South Korea’s Foreign Ministry has announced the establishment of a special unit to review a deal clinched with Tokyo in 2015 over Japan’s mobilization of Korean women as sex workers during the Second World War.
The task force consisting of nine members will now evaluate the process before signing of the document that’s been dubbed ‘the comfort women deal’. A respective statement has been published on ministry’s website.
The agreement – aimed at putting an end to the decades-long dispute between the two nations – has come under fire during the campaign by current South Korean leader Moon Jae-in for lacking an official apology by Japan and the actual acknowledgment of what Seoul views as forced sexual enslavement of Korean women in the course of World War II.
The newly-established team is headed by Oh Tai-kyu, former journalist and adviser to the president. It will also include experts on diplomacy, human rights and international law, as well as ministry officials.
The task force is to present the results of the evaluation by the end of the year, according to the ministry. Once the task force’s verdict is in, the president will make the final decision on the agreement.

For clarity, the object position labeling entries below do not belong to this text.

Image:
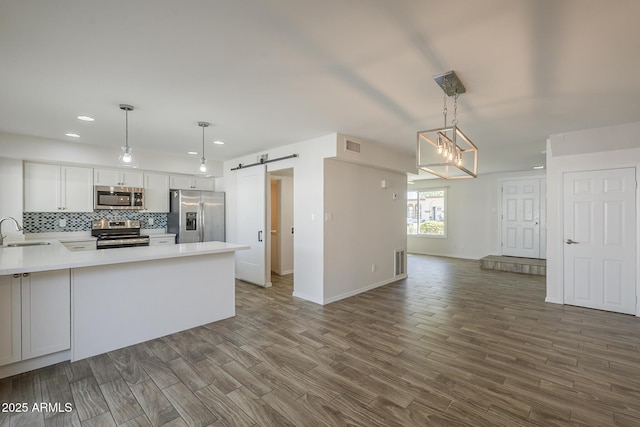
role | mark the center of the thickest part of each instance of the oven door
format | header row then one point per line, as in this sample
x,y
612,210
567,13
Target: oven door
x,y
125,242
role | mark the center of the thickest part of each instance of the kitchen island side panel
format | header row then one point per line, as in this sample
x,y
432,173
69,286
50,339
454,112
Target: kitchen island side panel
x,y
114,306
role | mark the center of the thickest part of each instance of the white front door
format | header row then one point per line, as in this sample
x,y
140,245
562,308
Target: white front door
x,y
251,265
600,239
521,217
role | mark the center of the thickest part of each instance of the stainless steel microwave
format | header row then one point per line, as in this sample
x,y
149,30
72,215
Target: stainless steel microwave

It should be noted that for once, North Korea and South Korea were united in their protest against the 2015 deal: KCNA and Yonhap agencies reported a week ago that women’s organizations in both countries expressed their outrage and urged for the revocation of the deal.
In mid-July, the Moon administration announced that South Korea would establish a “comfort women” memorial day for the victims in 2018.
However, Tokyo protested the potential move, with a Japanese Foreign Ministry official saying “As we have been pursuing a future-oriented Japan-South Korea relationship, we cannot allow [Seoul] to cover old ground,” the Japan Times reported.
Up to 200,000 Asian women – mostly from Korea, but among others also from China and the Philippines – were mobilized by the Japanese military to work in front-line brothels, according to the data given by the Korea Herald. Korea was under Japanese colonial rule from 1910-1945.